J Womens Health (Larchmt). 2022 Aug 18. doi: 10.1089/jwh.2021.0646. Online ahead of print.

ABSTRACT

Background: Suicide is a public health issue, and there are differences between men and women in terms of suicide ideation, behavior, and completion. Obstetrician/gynecologists (OB/GYNs) are uniquely positioned to assess women’s suicide risk. Methods: A 53-question survey was distributed to the Pregnancy-Related Care Research Network, assessing practice, attitudes, and knowledge regarding suicide risk assessment and management, and personal experience with suicide.

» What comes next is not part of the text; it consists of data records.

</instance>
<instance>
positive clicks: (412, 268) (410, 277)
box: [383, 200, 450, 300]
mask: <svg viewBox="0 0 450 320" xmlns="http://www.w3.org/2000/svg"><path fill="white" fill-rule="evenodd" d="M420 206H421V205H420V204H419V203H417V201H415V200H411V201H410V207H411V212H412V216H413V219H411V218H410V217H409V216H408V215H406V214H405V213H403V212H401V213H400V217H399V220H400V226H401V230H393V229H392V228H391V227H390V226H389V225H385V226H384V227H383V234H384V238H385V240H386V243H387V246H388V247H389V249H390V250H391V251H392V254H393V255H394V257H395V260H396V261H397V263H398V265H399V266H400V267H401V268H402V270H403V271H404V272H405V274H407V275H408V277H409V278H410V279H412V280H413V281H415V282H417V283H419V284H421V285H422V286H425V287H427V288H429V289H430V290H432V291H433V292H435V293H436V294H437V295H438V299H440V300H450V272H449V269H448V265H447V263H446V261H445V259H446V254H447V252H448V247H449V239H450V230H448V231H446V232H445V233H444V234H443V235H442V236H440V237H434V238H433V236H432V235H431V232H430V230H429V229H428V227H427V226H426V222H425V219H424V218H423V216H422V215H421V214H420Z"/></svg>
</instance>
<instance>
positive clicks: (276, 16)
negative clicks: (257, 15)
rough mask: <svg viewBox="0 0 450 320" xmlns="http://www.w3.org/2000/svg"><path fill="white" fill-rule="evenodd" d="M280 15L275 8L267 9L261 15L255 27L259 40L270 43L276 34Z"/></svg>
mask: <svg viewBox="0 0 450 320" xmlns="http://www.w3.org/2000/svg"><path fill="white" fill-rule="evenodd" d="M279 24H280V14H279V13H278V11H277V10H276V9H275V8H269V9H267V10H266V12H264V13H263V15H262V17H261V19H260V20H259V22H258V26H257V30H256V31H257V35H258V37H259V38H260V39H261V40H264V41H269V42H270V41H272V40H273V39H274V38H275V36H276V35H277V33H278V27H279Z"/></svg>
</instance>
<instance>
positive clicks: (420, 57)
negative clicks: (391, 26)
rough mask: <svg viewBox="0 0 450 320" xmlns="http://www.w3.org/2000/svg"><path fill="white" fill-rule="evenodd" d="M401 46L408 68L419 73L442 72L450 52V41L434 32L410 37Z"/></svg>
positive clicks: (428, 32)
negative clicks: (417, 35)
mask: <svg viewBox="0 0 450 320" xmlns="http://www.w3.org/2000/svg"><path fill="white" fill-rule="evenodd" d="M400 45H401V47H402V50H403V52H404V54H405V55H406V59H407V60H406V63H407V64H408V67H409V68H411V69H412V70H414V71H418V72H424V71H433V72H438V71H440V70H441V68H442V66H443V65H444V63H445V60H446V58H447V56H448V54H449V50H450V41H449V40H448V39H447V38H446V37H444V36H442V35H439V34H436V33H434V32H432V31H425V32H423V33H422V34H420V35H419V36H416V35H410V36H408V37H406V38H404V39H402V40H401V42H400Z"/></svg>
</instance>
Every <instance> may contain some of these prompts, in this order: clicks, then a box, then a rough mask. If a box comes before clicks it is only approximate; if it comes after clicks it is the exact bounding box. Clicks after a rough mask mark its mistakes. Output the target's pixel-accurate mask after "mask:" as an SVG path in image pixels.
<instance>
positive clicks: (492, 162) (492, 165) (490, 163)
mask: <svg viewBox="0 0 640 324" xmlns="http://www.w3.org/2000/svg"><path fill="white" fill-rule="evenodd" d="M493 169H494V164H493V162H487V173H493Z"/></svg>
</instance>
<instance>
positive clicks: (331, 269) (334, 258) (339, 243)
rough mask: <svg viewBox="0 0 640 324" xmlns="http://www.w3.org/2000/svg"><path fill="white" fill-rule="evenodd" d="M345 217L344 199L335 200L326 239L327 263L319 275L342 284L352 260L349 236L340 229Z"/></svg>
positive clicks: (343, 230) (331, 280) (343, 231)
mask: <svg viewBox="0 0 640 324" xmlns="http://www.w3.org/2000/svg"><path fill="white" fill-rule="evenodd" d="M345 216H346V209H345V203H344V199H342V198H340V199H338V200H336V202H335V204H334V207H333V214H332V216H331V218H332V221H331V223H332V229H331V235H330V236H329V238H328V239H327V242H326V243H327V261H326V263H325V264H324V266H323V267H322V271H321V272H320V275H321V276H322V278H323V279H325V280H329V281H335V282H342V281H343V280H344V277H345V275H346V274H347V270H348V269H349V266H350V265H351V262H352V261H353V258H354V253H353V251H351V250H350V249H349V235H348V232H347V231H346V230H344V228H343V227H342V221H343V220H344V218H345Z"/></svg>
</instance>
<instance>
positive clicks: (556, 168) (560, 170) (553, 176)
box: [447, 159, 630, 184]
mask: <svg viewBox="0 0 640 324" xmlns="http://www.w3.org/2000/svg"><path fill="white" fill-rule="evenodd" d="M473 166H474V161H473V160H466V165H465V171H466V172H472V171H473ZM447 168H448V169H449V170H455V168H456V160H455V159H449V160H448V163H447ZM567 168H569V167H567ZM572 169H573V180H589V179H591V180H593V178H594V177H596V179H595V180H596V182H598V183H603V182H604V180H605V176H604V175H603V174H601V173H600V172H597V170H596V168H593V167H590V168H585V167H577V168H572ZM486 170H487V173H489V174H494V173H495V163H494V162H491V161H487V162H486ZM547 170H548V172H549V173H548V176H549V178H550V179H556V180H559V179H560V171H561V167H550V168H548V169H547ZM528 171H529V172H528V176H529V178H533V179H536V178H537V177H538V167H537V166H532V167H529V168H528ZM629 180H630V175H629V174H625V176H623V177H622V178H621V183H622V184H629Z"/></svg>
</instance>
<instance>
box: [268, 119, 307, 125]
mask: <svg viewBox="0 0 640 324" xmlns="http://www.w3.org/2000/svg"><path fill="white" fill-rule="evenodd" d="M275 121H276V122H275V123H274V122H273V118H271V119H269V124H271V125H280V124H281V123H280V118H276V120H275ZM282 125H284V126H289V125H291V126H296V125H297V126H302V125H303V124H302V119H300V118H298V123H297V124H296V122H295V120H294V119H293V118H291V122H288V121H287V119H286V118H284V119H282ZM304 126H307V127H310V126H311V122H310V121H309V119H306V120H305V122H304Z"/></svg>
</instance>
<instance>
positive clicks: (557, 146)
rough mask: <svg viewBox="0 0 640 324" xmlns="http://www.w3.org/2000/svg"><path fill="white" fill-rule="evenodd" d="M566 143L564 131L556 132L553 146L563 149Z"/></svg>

Wilcoxon signed-rank tests with paired samples were used to compare the frequency of screening and interventions for different groups of women, and practices of those with and without suicide experience. Significance was set at p < 0.05. Results: Response rate was 31.9%. Respondents were largely White females. OB/GYNs reported more frequently screening for suicide ideation/intent/behavior among pregnant and postpartum patients than nonpregnant/nonpostpartum patients of childbearing age. The most common assessment tool was the Edinburgh Postnatal Depression Scale; half ask about past suicide ideation/behavior or current thoughts/plans. The most common intervention for at-risk patients was a mental health referral; all interventions were reported more frequently for pregnant patients. Common barriers to screening were inadequate mental health services, time constraints, and inadequate training. Most agreed suicide screening is within their purview, and were knowledgeable about the topic, although gaps were identified. Few reported adequate training in suicide risk assessment, and believed continuing education would be beneficial. A majority endorsed experience with suicide and some practice differences emerged. Conclusions: OB/GYNs view suicide risk assessment in their scope. Some knowledge gaps were identified, and respondents believe additional training would be beneficial.